Companies continue to build confidence in COVID-19 vaccines and fight disinformation globally. For instance, Africa has a very young population and, unfortunately, a large proportion of the population does not see the virus as a big threat. Companies should therefore continue to share real-world vaccine effectiveness and safety data, and leverage their market research expertise, as well as their behaviour and attitude changes experts to support NGOs on the ground working on public vaccine education campaigns.
Each and every country faces unique challenges in rolling out COVID-19 vaccination. By working together, these can be overcome. For this reason, IFPMA and other key industry associations recently published their three priorities to urgently increase access to COVID-19 vaccines outlining what innovative biopharmaceutical companies commit to focus on and work with others to support countries as they mobilize to execute national vaccine rollouts and remove barriers to the efficient distribution and administration of vaccine doses so that they reach those who need them most.
2. Contribute to the equitable distribution of COVID-19 vaccine doses
Over the past six months, governments that had significant domestic supplies of COVID-19 vaccines have increasingly shared them with low- and lower-middle-income countries (LMICs). At the same time, vaccine manufacturers have continued to ramp up production, including through voluntary licensing and technology transfer.
Today, we continue to work to improve dose sharing in a responsible and timely way, expanding efforts to make uncommitted vaccine doses available to prioritized populations and to avoid waste due to short vaccines shelf lives. Companies are gathering data on multiple vaccine batches over time and submit these data to regulatory agencies for approval of the expiration extension. This will provide pharmacies, doctors’ offices, and vaccination centres with greater flexibility in managing and maintaining vaccine distribution and supply.
Doses need to be shared and delivered in a reliable manner. Only in this way can we avoid waste and make sure that everybody who needs a vaccine gets it.
3. Continue to drive innovation
COVID-19 vaccines were developed in record time.
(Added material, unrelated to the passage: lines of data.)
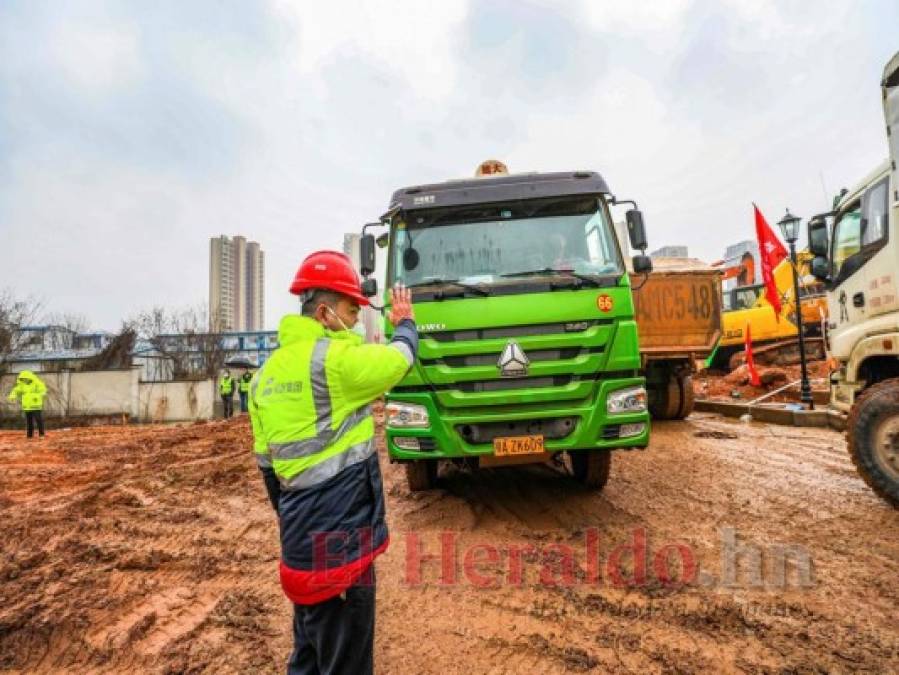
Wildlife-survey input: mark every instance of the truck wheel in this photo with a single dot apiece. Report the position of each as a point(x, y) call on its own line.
point(687, 396)
point(421, 474)
point(873, 432)
point(591, 467)
point(665, 402)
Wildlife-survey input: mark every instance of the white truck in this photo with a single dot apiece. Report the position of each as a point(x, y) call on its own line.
point(859, 262)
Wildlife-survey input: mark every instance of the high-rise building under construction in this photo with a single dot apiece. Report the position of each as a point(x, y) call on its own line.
point(236, 284)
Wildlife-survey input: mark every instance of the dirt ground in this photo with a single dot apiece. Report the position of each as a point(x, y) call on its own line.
point(715, 385)
point(153, 549)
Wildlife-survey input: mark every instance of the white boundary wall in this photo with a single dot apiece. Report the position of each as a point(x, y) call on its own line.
point(117, 392)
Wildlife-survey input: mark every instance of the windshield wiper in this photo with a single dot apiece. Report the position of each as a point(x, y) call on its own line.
point(454, 282)
point(553, 270)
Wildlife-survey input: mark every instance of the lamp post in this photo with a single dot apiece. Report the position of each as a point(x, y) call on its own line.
point(789, 226)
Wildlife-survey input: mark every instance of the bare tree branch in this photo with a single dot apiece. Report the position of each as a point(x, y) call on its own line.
point(183, 336)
However, as the virus continues to evolve, research and development must too – not only to address logistical issues in storage, thermostability, delivery and administration but also to develop the next generation of COVID-19 vaccines.
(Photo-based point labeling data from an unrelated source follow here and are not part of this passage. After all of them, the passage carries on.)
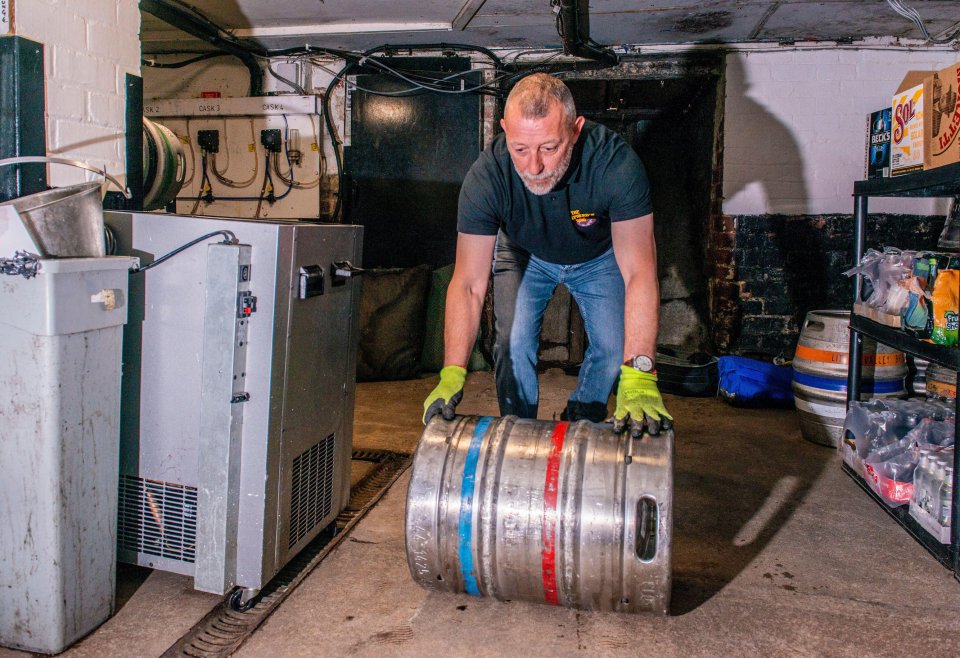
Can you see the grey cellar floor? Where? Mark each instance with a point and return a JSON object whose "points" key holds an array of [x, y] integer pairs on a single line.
{"points": [[776, 553]]}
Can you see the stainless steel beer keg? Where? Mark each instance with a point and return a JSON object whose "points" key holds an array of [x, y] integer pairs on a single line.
{"points": [[562, 513]]}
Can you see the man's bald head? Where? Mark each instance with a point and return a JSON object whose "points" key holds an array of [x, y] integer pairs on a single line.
{"points": [[534, 96]]}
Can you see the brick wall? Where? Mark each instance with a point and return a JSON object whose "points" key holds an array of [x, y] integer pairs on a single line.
{"points": [[89, 47], [770, 270]]}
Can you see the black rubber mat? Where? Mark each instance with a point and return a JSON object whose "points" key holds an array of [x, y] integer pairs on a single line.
{"points": [[228, 625]]}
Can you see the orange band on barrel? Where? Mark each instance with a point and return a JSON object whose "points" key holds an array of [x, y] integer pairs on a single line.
{"points": [[942, 389], [826, 356]]}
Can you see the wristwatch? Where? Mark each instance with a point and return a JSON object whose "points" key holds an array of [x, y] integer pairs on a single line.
{"points": [[640, 362]]}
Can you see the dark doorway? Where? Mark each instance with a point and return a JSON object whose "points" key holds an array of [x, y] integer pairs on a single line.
{"points": [[406, 159], [671, 123]]}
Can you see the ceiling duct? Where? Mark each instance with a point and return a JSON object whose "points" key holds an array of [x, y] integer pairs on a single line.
{"points": [[575, 33], [195, 25]]}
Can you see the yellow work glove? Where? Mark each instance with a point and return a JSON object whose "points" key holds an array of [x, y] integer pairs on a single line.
{"points": [[447, 395], [639, 404]]}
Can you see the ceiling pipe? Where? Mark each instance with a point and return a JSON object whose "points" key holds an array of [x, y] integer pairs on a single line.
{"points": [[576, 34], [194, 25]]}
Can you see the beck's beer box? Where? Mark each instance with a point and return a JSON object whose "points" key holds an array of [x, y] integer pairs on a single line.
{"points": [[907, 115], [942, 121], [878, 144]]}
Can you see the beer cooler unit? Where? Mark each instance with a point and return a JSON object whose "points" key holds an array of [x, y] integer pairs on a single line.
{"points": [[238, 392]]}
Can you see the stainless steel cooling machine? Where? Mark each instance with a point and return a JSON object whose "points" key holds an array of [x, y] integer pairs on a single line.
{"points": [[238, 391]]}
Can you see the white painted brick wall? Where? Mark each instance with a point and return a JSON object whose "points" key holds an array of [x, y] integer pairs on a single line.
{"points": [[89, 47], [796, 127]]}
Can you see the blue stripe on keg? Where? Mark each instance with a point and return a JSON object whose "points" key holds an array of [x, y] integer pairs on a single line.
{"points": [[467, 487], [840, 385]]}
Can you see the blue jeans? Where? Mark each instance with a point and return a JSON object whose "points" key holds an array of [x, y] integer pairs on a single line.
{"points": [[522, 286]]}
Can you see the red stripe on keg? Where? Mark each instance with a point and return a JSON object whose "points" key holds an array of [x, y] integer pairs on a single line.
{"points": [[549, 524], [827, 356]]}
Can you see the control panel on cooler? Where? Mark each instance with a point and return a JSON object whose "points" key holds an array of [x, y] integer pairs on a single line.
{"points": [[258, 157]]}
Our companies are committed to making vaccines more stable and easier to use, as well as optimising production. They are also developing variant-specific vaccines, and exploring ways to develop pan-coronavirus vaccines, as well as vaccines that protect against COVID-19 and other viruses in one dose. Together, we thrive to enhance the manufacturing process, shortening delivery timelines and expanding the supply network.
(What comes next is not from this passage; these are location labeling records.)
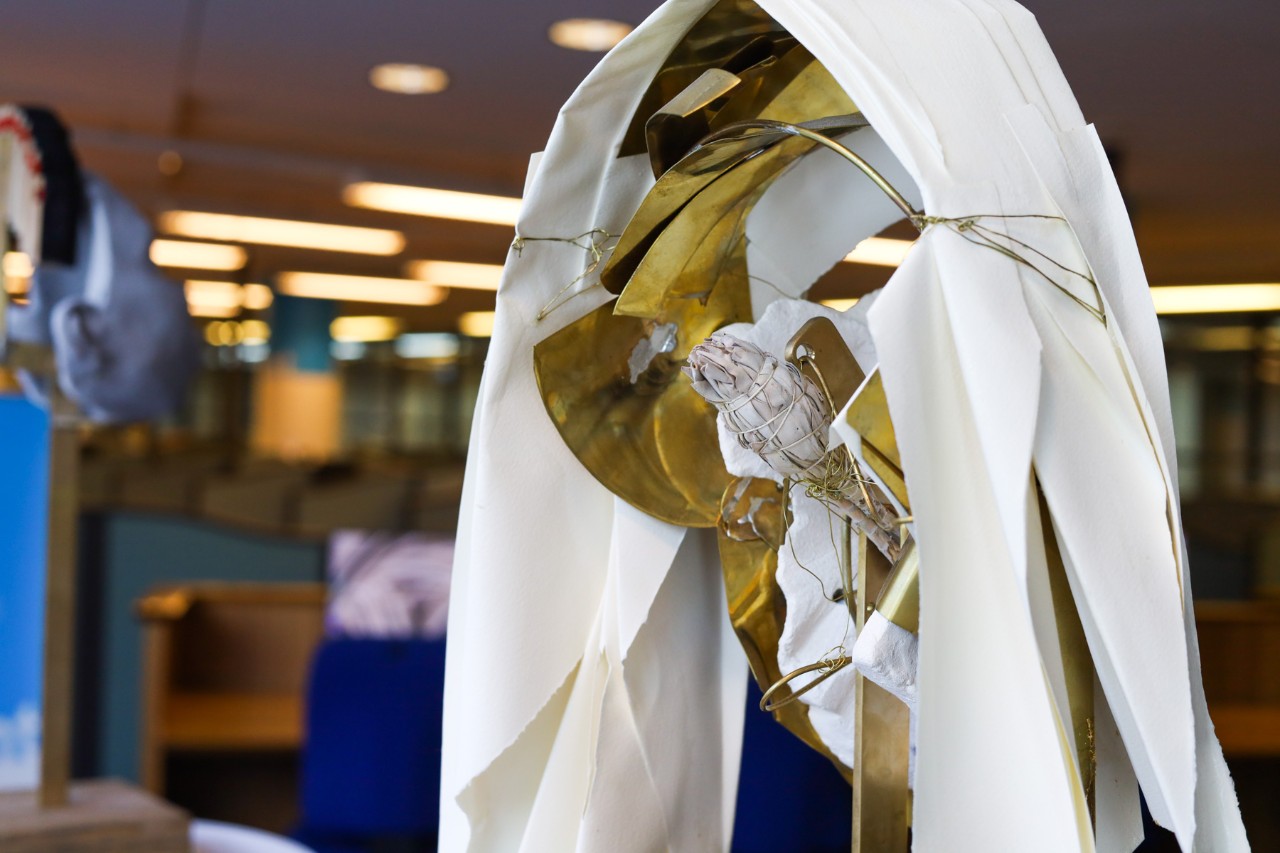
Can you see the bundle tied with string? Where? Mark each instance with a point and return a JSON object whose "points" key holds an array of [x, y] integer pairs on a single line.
{"points": [[782, 416]]}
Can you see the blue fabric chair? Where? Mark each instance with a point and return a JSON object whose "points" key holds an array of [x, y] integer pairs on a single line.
{"points": [[371, 763], [790, 799]]}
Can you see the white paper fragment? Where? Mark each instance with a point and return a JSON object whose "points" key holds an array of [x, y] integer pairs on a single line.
{"points": [[888, 655]]}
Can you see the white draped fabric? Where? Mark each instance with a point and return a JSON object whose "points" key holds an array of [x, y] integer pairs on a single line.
{"points": [[594, 693]]}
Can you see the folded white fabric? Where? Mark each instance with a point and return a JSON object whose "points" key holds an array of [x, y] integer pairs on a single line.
{"points": [[888, 655]]}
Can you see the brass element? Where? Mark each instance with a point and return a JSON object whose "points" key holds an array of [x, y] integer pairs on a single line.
{"points": [[673, 129], [1077, 660], [881, 740], [750, 532], [822, 355], [899, 600], [881, 721], [613, 388], [734, 35]]}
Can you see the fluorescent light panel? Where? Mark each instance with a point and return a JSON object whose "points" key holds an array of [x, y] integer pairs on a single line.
{"points": [[214, 299], [880, 251], [479, 277], [365, 329], [282, 232], [1215, 299], [257, 297], [439, 204], [476, 324], [360, 288], [187, 255]]}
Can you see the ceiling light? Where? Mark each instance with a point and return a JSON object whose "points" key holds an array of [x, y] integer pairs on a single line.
{"points": [[365, 329], [1214, 299], [186, 255], [479, 277], [257, 297], [476, 324], [428, 345], [255, 332], [360, 288], [406, 78], [880, 251], [18, 265], [213, 299], [595, 35], [282, 232], [224, 333], [426, 201], [841, 305]]}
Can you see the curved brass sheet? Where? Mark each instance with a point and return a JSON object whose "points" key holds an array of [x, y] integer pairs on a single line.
{"points": [[732, 35], [752, 527], [638, 425], [725, 178]]}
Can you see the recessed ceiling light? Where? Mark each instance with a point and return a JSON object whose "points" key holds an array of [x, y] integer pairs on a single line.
{"points": [[478, 277], [595, 35], [365, 329], [476, 324], [1212, 299], [187, 255], [880, 251], [841, 305], [428, 201], [406, 78]]}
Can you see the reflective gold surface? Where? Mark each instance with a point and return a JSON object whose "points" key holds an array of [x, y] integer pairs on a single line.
{"points": [[734, 35], [752, 528], [612, 386], [611, 379]]}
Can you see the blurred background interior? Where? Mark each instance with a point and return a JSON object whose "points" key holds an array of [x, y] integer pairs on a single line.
{"points": [[344, 329]]}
Turning vaccines into vaccinations
Vaccinating the world against COVID-19 is a colossal global challenge, but our efforts so far – in just two years – show it’s not impossible. These three priorities create a framework that can help the world achieve our common goal: bringing the pandemic to an end, for everyone, everywhere.
We believe that, to achieve an improvement in vaccine equity, all stakeholders, including manufacturers, governments, international institutions, and other non-governmental organizations, must redouble efforts. We all must support countries as they mobilize to execute national vaccine rollouts.
We are ready and determined to work together to enable lower-resource countries to vaccinate and protect their populations from COVID-19, removing every barrier that stands in their way.